Need to vent

Over the summer, I lost about 35 pounds and since being in school, I’ve lost a total of 42 pounds. So it was a shock I guess for some of my classmates that I returned from summer much thinner than I was before.

Well, there’s this girl I used to be good friends with, B, but drifted away from over the past year. I can’t completely avoid her because we’re in a small program together, and we’re part of the same small group, so I have to see her multiple times a couple days a week.

B has made comments about my weight loss in the past like “I’m glad you’re finally taking care of yourself,” which is true, but I don’t need her pointing it out like that. Especially because she comes off at very condescending at best. In the car the other day on our way to small group, I off handedly mentioned I hoped we were inside because I was really cold.

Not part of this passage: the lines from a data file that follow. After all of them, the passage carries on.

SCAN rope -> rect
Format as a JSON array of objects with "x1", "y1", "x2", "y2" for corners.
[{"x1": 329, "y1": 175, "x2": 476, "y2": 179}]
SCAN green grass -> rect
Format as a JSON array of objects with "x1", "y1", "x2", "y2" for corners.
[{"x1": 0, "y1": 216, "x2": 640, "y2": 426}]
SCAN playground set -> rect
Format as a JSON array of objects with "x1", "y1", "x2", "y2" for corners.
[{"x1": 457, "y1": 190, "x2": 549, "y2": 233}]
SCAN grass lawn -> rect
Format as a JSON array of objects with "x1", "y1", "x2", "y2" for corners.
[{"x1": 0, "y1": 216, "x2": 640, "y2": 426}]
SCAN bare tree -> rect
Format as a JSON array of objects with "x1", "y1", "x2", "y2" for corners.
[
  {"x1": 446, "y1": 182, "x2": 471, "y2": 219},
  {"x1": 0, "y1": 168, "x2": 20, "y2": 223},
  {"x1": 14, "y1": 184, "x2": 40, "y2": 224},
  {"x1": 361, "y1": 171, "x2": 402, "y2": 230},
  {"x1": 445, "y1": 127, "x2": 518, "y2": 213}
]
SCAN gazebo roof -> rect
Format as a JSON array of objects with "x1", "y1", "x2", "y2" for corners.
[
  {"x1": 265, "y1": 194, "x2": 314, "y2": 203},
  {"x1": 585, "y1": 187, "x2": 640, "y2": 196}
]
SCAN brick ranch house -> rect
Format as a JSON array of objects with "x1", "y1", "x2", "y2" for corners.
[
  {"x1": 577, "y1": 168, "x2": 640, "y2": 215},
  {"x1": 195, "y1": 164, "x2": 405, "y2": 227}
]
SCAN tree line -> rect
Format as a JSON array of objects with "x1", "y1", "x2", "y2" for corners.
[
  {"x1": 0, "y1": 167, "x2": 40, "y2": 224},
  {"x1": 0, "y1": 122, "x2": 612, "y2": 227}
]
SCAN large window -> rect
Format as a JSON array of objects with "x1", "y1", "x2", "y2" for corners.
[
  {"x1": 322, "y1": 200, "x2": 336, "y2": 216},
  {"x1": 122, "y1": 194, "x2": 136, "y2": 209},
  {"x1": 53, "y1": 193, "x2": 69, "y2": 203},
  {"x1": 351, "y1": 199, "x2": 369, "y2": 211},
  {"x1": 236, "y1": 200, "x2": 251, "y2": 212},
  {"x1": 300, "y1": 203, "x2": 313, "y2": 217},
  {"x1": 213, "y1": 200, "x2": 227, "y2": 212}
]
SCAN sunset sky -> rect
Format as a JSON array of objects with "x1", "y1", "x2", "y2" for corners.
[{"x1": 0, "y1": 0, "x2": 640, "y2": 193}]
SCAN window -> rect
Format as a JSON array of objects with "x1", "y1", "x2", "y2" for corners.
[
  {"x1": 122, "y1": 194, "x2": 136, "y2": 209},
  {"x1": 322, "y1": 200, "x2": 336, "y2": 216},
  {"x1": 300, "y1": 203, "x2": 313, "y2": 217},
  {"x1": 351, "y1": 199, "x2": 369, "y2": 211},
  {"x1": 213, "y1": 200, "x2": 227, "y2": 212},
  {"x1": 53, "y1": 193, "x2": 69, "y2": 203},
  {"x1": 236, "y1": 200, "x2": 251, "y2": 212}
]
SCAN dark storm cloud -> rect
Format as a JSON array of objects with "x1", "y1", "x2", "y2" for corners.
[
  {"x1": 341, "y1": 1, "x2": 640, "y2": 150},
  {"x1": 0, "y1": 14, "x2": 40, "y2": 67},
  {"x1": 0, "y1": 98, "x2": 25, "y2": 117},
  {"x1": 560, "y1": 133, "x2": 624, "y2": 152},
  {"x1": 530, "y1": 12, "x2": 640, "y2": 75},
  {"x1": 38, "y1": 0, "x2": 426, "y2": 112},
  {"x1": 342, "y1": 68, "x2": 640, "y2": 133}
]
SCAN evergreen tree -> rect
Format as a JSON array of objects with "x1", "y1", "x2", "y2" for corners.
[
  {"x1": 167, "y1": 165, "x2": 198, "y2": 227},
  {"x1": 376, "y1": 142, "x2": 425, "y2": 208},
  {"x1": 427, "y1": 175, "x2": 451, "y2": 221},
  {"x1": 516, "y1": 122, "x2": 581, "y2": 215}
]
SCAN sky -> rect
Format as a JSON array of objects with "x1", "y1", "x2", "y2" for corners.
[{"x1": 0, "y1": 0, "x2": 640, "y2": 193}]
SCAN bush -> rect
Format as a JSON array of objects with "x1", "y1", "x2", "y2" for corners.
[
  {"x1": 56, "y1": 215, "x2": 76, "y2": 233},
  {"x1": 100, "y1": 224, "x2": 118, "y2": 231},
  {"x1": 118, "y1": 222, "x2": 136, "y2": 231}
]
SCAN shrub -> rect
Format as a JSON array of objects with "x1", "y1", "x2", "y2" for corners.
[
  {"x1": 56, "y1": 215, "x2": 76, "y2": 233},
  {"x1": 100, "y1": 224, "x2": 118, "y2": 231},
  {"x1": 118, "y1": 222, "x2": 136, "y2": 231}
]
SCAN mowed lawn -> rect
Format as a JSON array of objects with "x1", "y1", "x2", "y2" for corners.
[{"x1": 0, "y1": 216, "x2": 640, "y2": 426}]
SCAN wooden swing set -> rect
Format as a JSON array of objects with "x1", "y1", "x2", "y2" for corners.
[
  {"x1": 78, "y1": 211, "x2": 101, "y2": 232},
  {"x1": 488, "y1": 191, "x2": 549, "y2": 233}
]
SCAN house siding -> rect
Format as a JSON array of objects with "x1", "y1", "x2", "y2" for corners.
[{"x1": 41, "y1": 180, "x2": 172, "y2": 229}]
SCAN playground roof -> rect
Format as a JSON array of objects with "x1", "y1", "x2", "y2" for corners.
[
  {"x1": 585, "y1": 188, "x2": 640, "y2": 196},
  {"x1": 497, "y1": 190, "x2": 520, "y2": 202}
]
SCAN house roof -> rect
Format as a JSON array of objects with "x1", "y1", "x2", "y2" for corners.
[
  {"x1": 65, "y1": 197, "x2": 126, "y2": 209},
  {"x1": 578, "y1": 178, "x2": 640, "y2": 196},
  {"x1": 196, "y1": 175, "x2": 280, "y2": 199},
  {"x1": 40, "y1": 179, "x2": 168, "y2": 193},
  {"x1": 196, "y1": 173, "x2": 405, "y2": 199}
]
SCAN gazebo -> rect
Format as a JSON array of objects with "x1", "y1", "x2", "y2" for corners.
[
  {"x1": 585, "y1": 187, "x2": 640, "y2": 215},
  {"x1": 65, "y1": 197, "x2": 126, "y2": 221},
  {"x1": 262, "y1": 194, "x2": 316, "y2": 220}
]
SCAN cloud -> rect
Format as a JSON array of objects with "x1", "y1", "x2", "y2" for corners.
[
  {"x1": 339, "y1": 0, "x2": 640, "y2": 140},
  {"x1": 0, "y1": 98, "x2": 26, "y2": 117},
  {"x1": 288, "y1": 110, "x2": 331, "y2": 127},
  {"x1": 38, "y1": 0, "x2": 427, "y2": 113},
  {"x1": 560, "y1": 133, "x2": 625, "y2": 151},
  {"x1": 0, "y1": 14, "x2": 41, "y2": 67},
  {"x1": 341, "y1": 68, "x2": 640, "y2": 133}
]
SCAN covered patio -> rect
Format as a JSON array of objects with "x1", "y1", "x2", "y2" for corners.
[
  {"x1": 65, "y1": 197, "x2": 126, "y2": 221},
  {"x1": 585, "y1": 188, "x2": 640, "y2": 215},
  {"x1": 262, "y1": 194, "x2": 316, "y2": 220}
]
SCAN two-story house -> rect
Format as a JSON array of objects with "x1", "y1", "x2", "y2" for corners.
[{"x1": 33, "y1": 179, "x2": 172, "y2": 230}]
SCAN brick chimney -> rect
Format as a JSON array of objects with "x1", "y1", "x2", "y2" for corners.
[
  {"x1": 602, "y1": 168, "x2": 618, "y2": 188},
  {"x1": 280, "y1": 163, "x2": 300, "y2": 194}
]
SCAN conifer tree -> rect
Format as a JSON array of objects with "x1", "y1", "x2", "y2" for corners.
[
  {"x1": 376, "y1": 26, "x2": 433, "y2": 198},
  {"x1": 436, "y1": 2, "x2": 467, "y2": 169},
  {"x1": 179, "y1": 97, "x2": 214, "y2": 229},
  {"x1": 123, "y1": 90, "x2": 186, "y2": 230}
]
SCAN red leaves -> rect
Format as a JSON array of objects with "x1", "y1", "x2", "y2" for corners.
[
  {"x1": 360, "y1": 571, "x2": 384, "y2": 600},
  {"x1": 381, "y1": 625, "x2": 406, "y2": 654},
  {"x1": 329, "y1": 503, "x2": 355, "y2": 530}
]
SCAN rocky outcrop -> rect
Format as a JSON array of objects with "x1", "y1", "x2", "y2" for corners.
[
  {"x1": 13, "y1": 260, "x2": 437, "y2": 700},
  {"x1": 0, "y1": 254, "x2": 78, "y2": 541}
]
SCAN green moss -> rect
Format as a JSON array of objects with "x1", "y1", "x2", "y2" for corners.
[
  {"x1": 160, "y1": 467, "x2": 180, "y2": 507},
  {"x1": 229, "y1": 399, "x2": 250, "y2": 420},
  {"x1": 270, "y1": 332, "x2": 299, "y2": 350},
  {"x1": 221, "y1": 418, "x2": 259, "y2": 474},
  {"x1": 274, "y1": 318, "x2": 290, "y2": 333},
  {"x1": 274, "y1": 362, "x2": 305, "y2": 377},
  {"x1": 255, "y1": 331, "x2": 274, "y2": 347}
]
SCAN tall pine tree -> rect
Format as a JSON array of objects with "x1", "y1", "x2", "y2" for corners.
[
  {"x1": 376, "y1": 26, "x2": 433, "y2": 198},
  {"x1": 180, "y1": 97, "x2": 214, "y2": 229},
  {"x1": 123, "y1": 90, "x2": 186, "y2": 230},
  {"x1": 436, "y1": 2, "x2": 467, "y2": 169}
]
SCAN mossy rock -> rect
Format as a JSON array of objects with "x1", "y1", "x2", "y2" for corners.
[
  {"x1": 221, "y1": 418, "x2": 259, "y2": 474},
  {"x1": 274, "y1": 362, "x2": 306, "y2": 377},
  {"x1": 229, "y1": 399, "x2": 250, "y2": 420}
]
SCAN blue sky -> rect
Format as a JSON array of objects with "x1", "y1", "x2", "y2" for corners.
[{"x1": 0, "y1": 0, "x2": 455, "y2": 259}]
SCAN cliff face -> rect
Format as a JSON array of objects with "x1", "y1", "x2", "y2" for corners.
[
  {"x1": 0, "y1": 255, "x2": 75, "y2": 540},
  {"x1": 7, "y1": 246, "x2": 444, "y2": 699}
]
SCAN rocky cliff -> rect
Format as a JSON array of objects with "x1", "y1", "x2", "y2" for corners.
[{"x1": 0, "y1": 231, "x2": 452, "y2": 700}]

Background, I typically run really hot, and I still do. I had pneumonia when I was younger and I get horrible hot flashes and have just generally struggled to maintain my body temperature after that. I also have family history of thyroid disease, so it’s also partially that I think. And lastly, I was just so big (gained ~60 pounds during the pandemic and in the years after it) that I couldn’t regulate my body temperature and was always really hot.

B looks at me after I mention that I’m cold and says “what?” And I said that I think it was partially because I lost weight, but that I still prefer to be cold most times, it was just that day where I was struggling. She says, with conviction “so now you know how I feel.”

Most of her comments I’m able to brush off and not be too hurt by, but that one was crappy. She’s very skinny. She is the type of person who has never had to struggle with her weight and can just go to the gym for the dopamine rush then leave. It just hurts that this girl I used to call my best friend can be so cruel and no one else sees it.

My family is appropriately appalled, but I don’t feel comfortable telling our shared friends or small group members because I don’t want to color their opinion of her. I don’t want to be the person that ruins someone else’s relationship with her. I like to think I’m being the bigger person, but it’s really hard sometimes. Thanks for reading, I just needed to get that off my chest.